TEMYİZ EDENİN İDDİALARI : Davacı tarafından, 5015 Sayılı Kanun’un 16. maddesinde bütün ikmaller üzerinden 20 günlük stok yükümlülüğünün hesaplanacağına dair açık düzenleme bulunmasına rağmen idari düzenlemeyle bazı ikmallerin hesaplamaya dahil edildiği; Kupon sisteminin stok maliyetini düşürmek yerine arttırdığı; küçük ölçekli şirketlerin, küresel firmalardan stok hizmeti almaya zorlandığı; dava konusu edilen karada yer alan izin bedelinin yıllık olup, her yıl ödeneceği ve lisans bedelinden yüksek olduğu ve böyle bir bedel belirlenmesinin sadece büyük ölçekli firmaların işine yarayacağı; ayrıca, EPDK’nın izin bedeli belirleme yetkisi bulunmadığı; dava konusu kararlarda 20 günlük işletme stoğunun hesaplama şekli ile ulusal petrol stoğu hesaplama yönteminin birbirine karıştırılarak hukuksuz düzenlemeler yapıldığı; rafinericinin tamamlama yükümlülüğünün düzenlenmeyip, diğer yükümlülüklerin ve kupon sisteminin düzenlenmiş olmasının, küçük dağıtıcıları rafineriye haksız depolama hizmet bedeli ödemeye zorlayacağı; Kurul kararının stok hizmeti verecek firma sayısını aşırı sınırladığı; 5015 sayılı Kanun’un ulusal petrol stoğu konusunda Kurula düzenleme yetkisi vermediği ileri sürülmektedir.

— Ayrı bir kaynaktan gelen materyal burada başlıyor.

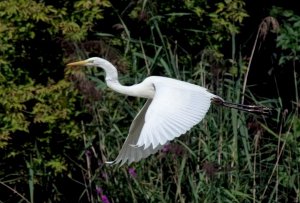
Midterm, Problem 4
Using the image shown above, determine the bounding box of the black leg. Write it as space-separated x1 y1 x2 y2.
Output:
211 97 273 116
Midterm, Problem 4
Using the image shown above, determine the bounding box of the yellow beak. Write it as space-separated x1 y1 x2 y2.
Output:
67 60 88 66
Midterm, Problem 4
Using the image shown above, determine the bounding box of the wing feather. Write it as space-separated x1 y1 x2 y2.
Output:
108 99 164 165
136 79 215 149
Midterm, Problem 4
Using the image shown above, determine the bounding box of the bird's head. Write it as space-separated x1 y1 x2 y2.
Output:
67 57 118 81
67 57 103 67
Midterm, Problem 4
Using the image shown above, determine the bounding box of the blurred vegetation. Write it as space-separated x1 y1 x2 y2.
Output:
0 0 300 202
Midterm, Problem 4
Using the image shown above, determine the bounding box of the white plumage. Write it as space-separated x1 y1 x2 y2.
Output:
67 57 270 165
112 77 216 165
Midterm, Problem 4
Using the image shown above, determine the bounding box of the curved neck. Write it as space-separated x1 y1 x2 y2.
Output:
98 58 153 98
106 79 145 98
100 60 138 97
100 60 119 81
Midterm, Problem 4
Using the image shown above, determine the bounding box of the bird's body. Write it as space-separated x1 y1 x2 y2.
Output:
108 76 218 165
67 57 271 165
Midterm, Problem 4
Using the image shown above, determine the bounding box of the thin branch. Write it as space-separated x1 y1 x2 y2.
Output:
0 181 30 203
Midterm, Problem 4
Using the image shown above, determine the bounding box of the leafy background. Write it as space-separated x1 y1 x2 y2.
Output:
1 0 300 202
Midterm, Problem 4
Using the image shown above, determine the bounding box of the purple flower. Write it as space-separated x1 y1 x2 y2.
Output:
162 144 171 153
96 186 110 203
101 194 110 203
128 167 137 178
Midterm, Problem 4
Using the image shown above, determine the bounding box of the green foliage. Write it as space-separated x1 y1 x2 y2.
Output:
0 77 84 201
124 0 248 59
270 7 300 111
0 0 111 82
0 79 80 145
271 7 300 65
0 0 111 41
208 0 249 42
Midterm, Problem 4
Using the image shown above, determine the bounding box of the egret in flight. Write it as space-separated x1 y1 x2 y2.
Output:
67 57 271 165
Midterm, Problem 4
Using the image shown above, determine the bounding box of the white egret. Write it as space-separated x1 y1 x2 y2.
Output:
67 57 271 166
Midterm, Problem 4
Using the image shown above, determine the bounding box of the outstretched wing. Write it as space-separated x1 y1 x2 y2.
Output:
109 77 216 165
136 79 215 149
108 99 164 166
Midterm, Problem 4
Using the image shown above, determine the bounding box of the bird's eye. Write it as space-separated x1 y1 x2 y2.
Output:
88 60 94 64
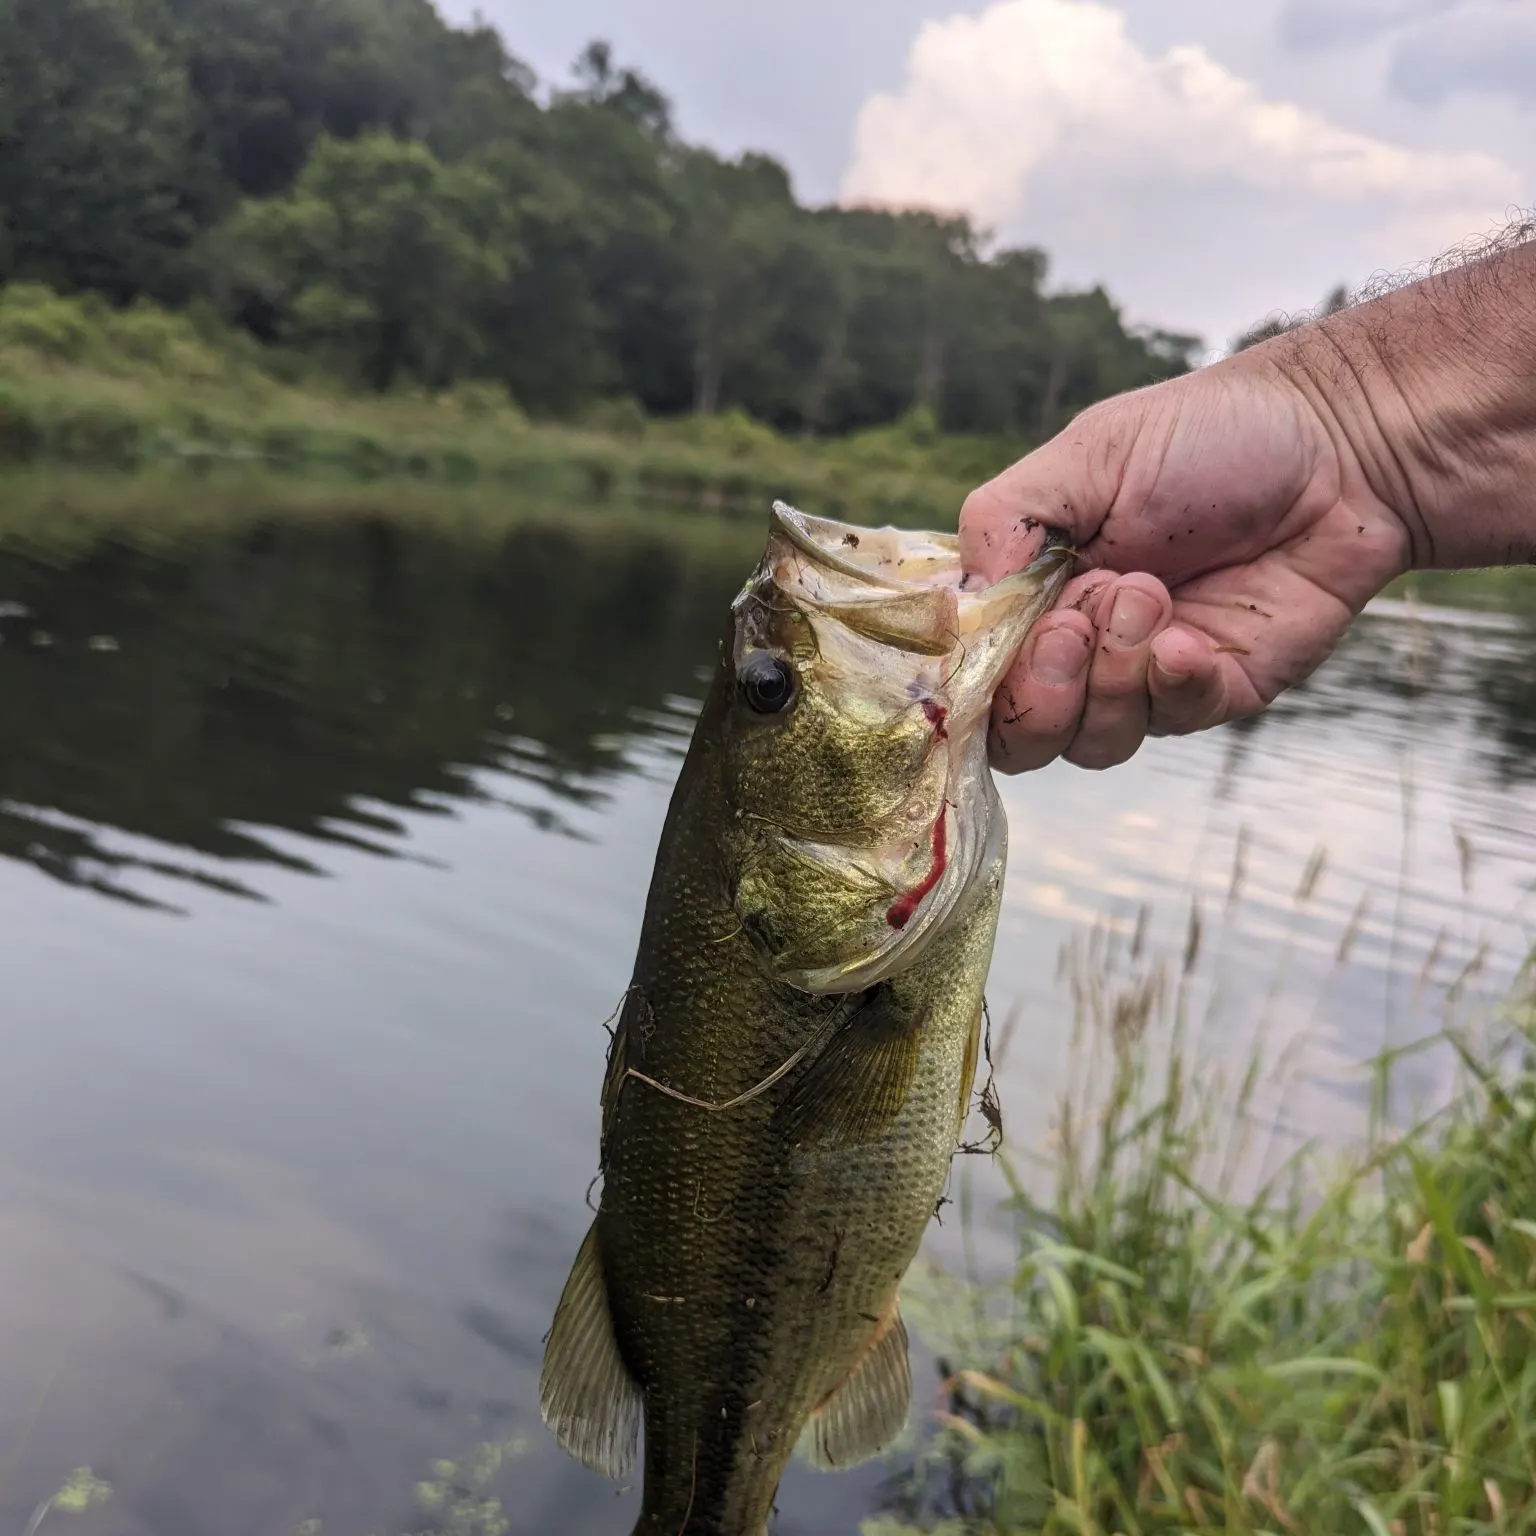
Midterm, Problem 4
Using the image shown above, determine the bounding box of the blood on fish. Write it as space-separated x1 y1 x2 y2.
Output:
921 699 948 740
887 811 948 930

KARŞI TARAFIN SAVUNMALARI : Davalı idareler tarafından, Danıştay Onüçüncü Dairesince verilen kararın usul ve hukuka uygun bulunduğu ve temyiz dilekçesinde öne sürülen nedenlerin, kararın bozulmasını gerektirecek nitelikte olmadığı belirtilerek temyiz isteminin reddi gerektiği savunulmaktadır.

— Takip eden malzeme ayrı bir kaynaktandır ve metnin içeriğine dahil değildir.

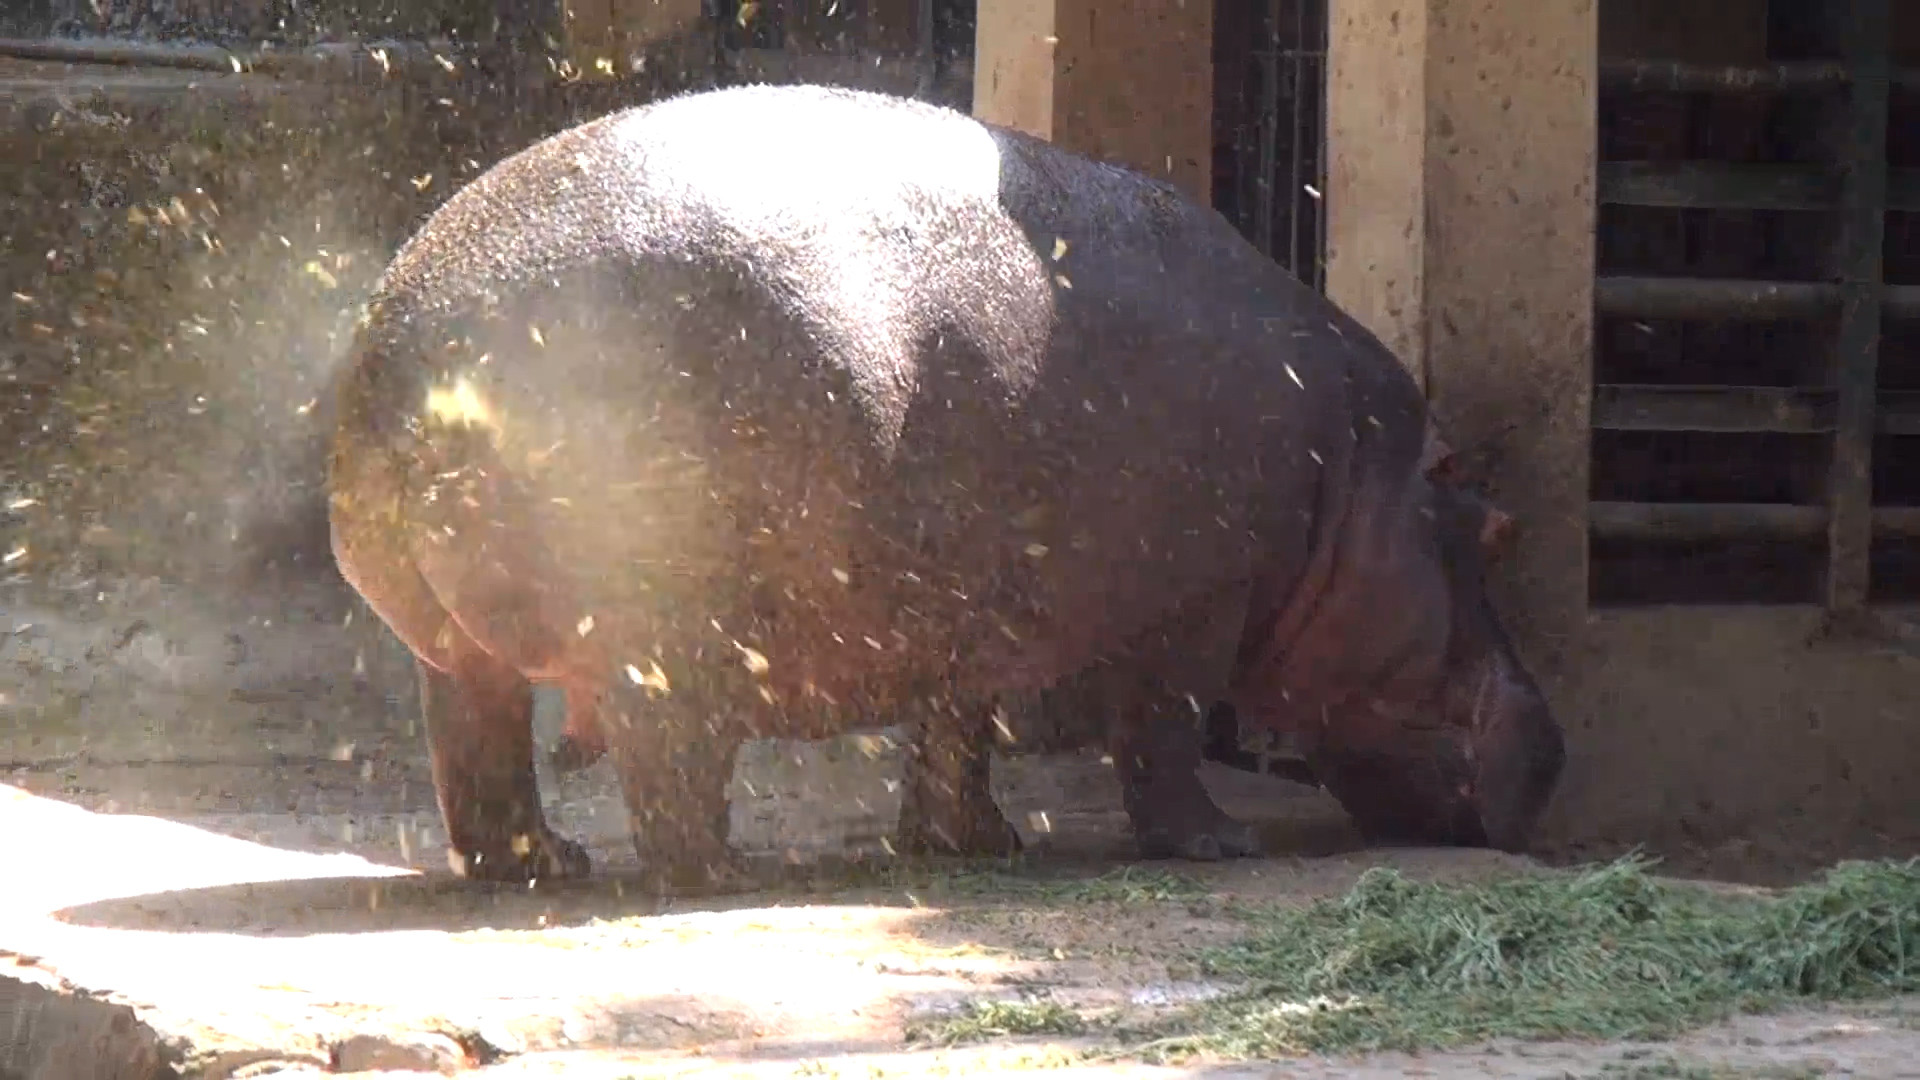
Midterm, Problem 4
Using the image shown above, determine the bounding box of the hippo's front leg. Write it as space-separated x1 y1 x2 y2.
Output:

DANIŞTAY TETKİK HÂKİMİ …DÜŞÜNCESİ : Temyiz isteminin reddi ile Daire kararının onanması gerektiği düşünülmektedir.

TÜRK MİLLETİ ADINA
Karar veren Danıştay İdari Dava Daireleri Kurulunca, Tetkik Hâkiminin açıklamaları dinlendikten ve dosyadaki belgeler incelendikten sonra gereği görüşüldü:

HUKUKİ DEĞERLENDİRME:
Danıştay dava dairelerinin nihai kararlarının temyizen incelenerek bozulması, 2577 sayılı İdari Yargılama Usulü Kanunu’nun 49. maddesinde yer alan;
“a) Görev ve yetki dışında bir işe bakılmış olması,
b) Hukuka aykırı karar verilmesi,
c)Usul hükümlerinin uygulanmasında kararı etkileyebilecek nitelikte hata veya eksikliklerin bulunması” sebeplerinden birinin varlığı hâlinde mümkündür.
Temyizen incelenen karar usul ve hukuka uygun olup, temyiz dilekçesinde ileri sürülen iddialar kararın bozulmasını gerektirecek nitelikte görülmemiştir.

KARAR SONUCU:
Açıklanan nedenlerle;
1. Davacının temyiz isteminin reddine,
2.Davanın yukarıda özetlenen gerekçeyle reddine ilişkin Danıştay Onüçüncü Dairesinin temyize konu 02/07/2020 tarih ve E:2018/457, K:2020/1699 sayılı kararının ONANMASINA,
3. Kesin olarak, 31/01/2022 tarihinde oybirliği ile karar verildi.